Subsequently, FinCEN issued guidelines for financial institutions on cannabis businesses in 2014. FinCEN related that, since the sale of cannabis is prohibited under federal law, the SAR filing requirement applies to all cannabis business accounts. Additionally, banks must complete Currency Transaction Reports and Form 8300 (Report of Cash Payment over $10,000 Received in a Trade or Business) for cannabis business accounts without exception. FinCEN also emphasized the need for banks to conduct due diligence on cannabis businesses requesting and maintaining a bank account. The take-away from the Cole Memorandum and FinCEN guidance: banks can serve cannabis businesses in legalized states as long as they follow these strict anti-money laundering procedures including due diligence.

In an effort to solve the cannabis industry’s banking problem, some have explored creating their own financial institution specifically for the cannabis industry. A prime example of such a financial institution is the Fourth Corner Credit Union. When the Fourth Corner Credit Union was denied an account with the Federal Reserve System it filed suit against the Federal Reserve Bank of Kansas City. The Federal District Court of Colorado recently dismissed the suit, holding that, despite the Cole Memorandum and FinCEN guidance, the federal laws regarding the illegality of the product outweighed any directive on priorities in law enforcement.
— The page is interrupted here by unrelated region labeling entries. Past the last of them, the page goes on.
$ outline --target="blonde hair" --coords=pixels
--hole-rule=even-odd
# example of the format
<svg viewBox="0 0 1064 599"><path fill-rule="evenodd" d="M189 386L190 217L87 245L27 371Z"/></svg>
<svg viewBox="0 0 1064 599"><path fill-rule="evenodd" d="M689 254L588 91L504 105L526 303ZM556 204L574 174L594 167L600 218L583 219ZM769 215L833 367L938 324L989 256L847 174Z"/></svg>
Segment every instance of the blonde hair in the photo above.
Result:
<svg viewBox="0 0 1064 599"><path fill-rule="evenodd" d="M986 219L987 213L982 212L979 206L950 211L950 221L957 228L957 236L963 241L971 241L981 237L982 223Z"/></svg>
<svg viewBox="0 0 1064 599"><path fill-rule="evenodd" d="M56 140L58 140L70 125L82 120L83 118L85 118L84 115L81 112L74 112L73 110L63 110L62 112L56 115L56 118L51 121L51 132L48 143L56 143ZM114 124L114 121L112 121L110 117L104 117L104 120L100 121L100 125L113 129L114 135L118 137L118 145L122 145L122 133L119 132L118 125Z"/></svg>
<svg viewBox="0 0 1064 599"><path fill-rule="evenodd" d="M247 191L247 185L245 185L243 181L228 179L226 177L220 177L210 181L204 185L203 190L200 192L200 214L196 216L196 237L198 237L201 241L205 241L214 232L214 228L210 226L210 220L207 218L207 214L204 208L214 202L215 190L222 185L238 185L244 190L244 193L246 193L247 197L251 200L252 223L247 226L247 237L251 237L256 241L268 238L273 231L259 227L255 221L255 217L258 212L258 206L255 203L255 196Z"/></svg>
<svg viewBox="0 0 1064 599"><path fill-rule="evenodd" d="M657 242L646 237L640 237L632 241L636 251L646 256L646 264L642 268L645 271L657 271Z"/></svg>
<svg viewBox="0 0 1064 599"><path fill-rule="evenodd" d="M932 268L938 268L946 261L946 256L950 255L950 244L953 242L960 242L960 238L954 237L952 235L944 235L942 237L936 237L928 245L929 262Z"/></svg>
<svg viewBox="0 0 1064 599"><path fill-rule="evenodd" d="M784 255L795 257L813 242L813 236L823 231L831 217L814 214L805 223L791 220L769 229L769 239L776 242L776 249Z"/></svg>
This presents an interesting opportunity for smaller, regional financial institutions to take on these potentially lucrative accounts. For example, several state-chartered credit unions in Washington have elected to accept a number of cannabis business accounts. In Oregon, another state-chartered credit union was in the news for taking on about 50 cannabis business accounts. That credit union created requirements for its cannabis businesses to pass to maintain accounts with the credit union. All of these credit unions reported working closely with state and federal regulators to maintain transparency.
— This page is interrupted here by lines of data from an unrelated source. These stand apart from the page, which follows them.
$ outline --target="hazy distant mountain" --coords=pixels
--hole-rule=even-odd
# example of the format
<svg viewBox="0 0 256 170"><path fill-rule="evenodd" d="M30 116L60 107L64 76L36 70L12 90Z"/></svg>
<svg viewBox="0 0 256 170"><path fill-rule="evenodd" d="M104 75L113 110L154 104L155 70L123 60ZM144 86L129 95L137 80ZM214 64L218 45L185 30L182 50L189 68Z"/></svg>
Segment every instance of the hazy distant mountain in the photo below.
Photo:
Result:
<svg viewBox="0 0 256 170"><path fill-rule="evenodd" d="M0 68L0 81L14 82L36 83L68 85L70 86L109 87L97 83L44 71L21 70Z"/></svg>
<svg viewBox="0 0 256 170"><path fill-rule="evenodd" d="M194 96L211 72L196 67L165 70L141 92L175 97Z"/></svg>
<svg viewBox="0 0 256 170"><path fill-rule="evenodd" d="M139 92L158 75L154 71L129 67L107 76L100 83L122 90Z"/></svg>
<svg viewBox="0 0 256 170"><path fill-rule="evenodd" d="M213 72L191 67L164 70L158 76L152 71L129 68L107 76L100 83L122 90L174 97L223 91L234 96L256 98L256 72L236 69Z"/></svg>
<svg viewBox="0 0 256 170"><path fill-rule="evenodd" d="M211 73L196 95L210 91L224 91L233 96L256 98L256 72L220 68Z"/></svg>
Financial institutions can enter into this industry. But is clear that compliance is of the utmost importance in creating and maintaining a successful relationship between cannabis business owners and financial institutions. Monitoring these accounts requires much attention and expense from these banks. At the same time, cannabis business owners are willing to comply with these extensive requirements because they need these accounts. Cannabis business owners must cooperate with their banks to ensure a long term successful relationship for both parties. The businesses must provide the banking institution with up to date documentation of their certification to open an account, and continue to notify the institution of any changes made with regard to their certification. Cannabis businesses must first and foremost ensure complete compliance with the CUA and its regulations. Financial institutions must identify due diligence standards and implement processes to ensure satisfaction of all reporting requirements. Due to the associated issues, cannabis businesses and financial institutions alike should confer with counsel as to what each side’s compliance plan should look like.